What the OTLP trace shows
Each span that represents an LLM call carries gen_ai.usage.input_tokens and gen_ai.usage.output_tokens. To find the expensive spans, look for:
- Spans where
input_tokensis unusually high. This means the context window at that point was large — usually because a tool returned a very long string that was passed directly into the prompt. - Spans deep in the hierarchy with high
input_tokens. An agent that calls a tool, gets a 50,000-character response, and passes the full response to the next LLM call will produce a deeply nested span with input token counts in the thousands.
Example trace structure for a token blowout
ResearchAgent (input: 1,240 tokens)
├── web_search (tool call — returns 48,000 chars)
└── chat openai (input: 18,700 tokens ← the problem span)
The web_search tool returned raw HTML or a long document, which the agent passed verbatim to the next LLM call. The chat openai span's gen_ai.usage.input_tokens makes this visible immediately.
Fixing it
The fix depends on what the tool returns. If it's a web scraper or document reader, add a summarization step before passing the result to the next LLM call. If it's a database query, filter the result to only the fields the agent needs. The trace tells you exactly which tool and which LLM call are the bottleneck — you don't need to guess.

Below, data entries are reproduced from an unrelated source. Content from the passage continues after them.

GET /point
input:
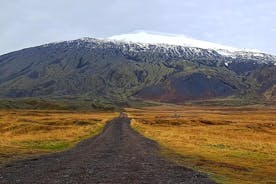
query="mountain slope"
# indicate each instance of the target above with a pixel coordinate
(117, 70)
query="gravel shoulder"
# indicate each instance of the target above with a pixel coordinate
(117, 155)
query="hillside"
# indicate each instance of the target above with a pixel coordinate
(115, 71)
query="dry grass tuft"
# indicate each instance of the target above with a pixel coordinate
(233, 145)
(28, 132)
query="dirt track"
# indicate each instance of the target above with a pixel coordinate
(117, 155)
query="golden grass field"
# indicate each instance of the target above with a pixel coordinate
(232, 145)
(24, 133)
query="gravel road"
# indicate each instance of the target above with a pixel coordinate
(117, 155)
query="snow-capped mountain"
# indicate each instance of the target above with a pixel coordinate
(148, 66)
(179, 40)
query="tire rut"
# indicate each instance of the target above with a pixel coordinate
(117, 155)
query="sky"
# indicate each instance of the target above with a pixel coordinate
(239, 23)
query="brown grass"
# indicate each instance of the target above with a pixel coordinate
(233, 145)
(25, 133)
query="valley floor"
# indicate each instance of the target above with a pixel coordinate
(231, 144)
(117, 155)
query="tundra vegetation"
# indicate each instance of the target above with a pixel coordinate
(231, 144)
(25, 133)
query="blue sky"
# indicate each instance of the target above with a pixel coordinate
(238, 23)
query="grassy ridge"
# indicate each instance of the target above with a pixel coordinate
(233, 145)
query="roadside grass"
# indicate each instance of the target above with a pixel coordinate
(24, 133)
(231, 145)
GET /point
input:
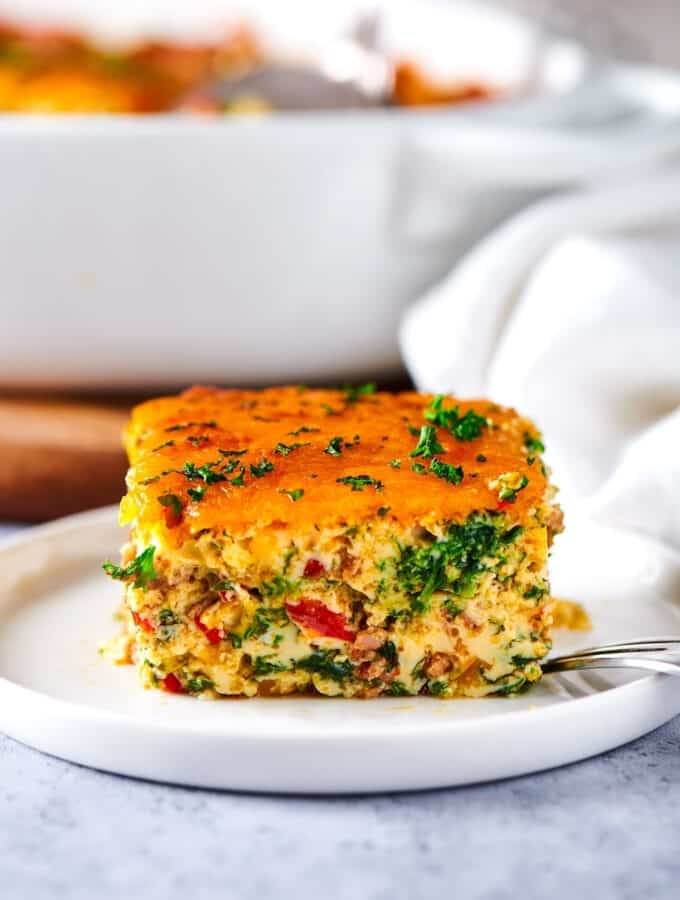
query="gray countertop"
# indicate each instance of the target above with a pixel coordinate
(609, 826)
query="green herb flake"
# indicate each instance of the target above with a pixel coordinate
(205, 472)
(285, 449)
(294, 495)
(303, 429)
(263, 667)
(359, 482)
(184, 425)
(173, 503)
(428, 444)
(238, 480)
(167, 617)
(533, 443)
(464, 428)
(198, 684)
(508, 485)
(388, 651)
(141, 569)
(260, 469)
(452, 474)
(334, 447)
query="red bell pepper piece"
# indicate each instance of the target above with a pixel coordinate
(213, 634)
(172, 684)
(314, 615)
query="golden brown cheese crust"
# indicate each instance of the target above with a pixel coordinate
(167, 433)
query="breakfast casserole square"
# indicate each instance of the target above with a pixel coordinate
(345, 542)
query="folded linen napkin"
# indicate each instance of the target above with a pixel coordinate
(571, 312)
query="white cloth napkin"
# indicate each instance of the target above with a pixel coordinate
(570, 312)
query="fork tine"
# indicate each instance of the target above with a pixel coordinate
(610, 661)
(645, 646)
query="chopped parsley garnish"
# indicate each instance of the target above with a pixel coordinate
(508, 485)
(294, 495)
(354, 393)
(428, 444)
(454, 563)
(453, 607)
(183, 425)
(463, 428)
(263, 667)
(167, 617)
(303, 429)
(278, 586)
(389, 652)
(198, 684)
(285, 449)
(324, 663)
(535, 592)
(533, 444)
(260, 469)
(359, 482)
(141, 569)
(229, 467)
(334, 447)
(173, 503)
(452, 474)
(204, 472)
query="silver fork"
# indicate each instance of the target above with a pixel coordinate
(624, 655)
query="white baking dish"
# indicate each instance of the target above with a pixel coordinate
(156, 251)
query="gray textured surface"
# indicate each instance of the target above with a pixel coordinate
(609, 827)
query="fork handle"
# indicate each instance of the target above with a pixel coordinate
(610, 661)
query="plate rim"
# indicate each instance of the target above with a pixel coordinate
(239, 737)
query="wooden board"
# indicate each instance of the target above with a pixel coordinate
(59, 457)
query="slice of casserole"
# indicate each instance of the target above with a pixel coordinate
(349, 542)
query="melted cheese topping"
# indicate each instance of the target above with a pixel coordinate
(166, 434)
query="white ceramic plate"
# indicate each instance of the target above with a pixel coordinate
(59, 696)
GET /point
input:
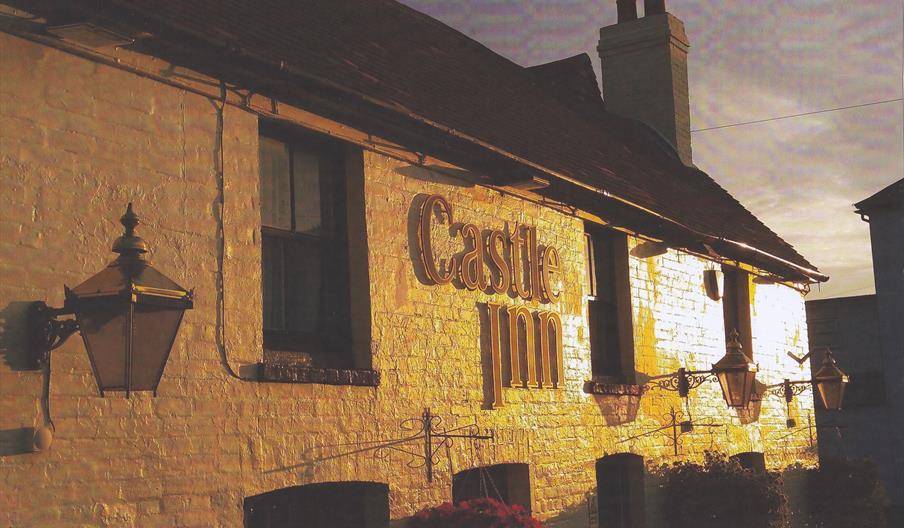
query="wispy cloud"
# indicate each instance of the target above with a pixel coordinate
(749, 61)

A note on LangSmith vendor attributes
Not all traces use the gen_ai.* convention. Traces exported from LangSmith directly — rather than via an OpenTelemetry Collector — may use langsmith.span.kind instead of gen_ai.agent.name, and langsmith.run.name for the node name. The Agent Trace Inspector normalizes both automatically, so you can paste either format and get the same graph. If your trace renders blank, the likely cause is a vendor namespace that isn't covered yet — check the attributes array on a few spans to see what keys are present.
Summary
| Failure pattern | Span signal to look for |
|---|---|
| Infinite loop | Multiple spans with same gen_ai.agent.name, high callCount |
| Silent tool error | status.code === 2 on a tool span, check status.message |
| Token blowout | High gen_ai.usage.input_tokens on an LLM call span deep in the tree |
All three patterns are visible in the raw OTLP JSON. The span hierarchy, status codes, and token attributes are designed exactly for this kind of post-mortem. You don't need a dedicated observability platform — just the trace and something that can read it.